Gaspé Peninsula in Quebec, Canada is aptly named. Its name derives coming from the Mi’kmaq Indian word gespeg, meaning “end of land”. It‘s the end in an eastern Canadian peninsula, and, more interestingly, just from the coast lies Percé Rock, the far northern end from the Appalachian mountains.
Percé Rock is just one of nature’s true wonders, Sewa Rumah Harian di Jogja Dekat Malioboro and probably the most photographed places in Quebec, possibly in all Canada.

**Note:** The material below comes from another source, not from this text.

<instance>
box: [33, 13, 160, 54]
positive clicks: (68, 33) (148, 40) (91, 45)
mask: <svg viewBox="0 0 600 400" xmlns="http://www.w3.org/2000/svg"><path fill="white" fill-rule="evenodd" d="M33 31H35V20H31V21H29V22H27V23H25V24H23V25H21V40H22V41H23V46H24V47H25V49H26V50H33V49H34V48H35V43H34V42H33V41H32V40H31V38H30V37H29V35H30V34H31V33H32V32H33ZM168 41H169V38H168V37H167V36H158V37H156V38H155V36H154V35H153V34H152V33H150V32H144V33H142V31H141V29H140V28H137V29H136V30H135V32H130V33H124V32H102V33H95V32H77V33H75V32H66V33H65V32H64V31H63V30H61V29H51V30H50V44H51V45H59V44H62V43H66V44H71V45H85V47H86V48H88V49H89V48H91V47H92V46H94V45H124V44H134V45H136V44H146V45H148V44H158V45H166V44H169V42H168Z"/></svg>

The 375 million year-old rock is a huge limestone slab, 295 feet (90 m ) wide, 279 feet (85 m ) high at its highest point, and an awe-inspiring 1476 feet (450 m ) long. The rock’s name comes coming from the French word percé, “pierce”, so-called for the massive opening that pierces the slab close to the seaward end.
Legend maintains that at one point the rock was pierced in as much as four locations, but historical records only mention two holes. The next cave, towards the east from the one visible today, collapsed in 1845. The ocean stack L'Obelisque at the conclusion from the monolith is definitely an artifact of the cave-in.
For four hours every day the tide recedes sufficient to allow people to steer across towards the rock. Tourists can walk towards the cave, though it‘s an arduous trek. A far better method to begin to see the majesty of Percé Rock is to bring one of the numerous boat tours that go all around the rock.
The village of Percé was once the biggest fishing port upon the Gaspe Peninsula. It‘s now devoted to catering towards the tourists who come to discover the rock and visit the bird sanctuary on Bonaventure Island. Additionally it is a haven for outdoor enthusiasts with hike and bike trails, camping nearby, as well as scuba opportunities for all those ready to brave the cold waters of Gaspe bay.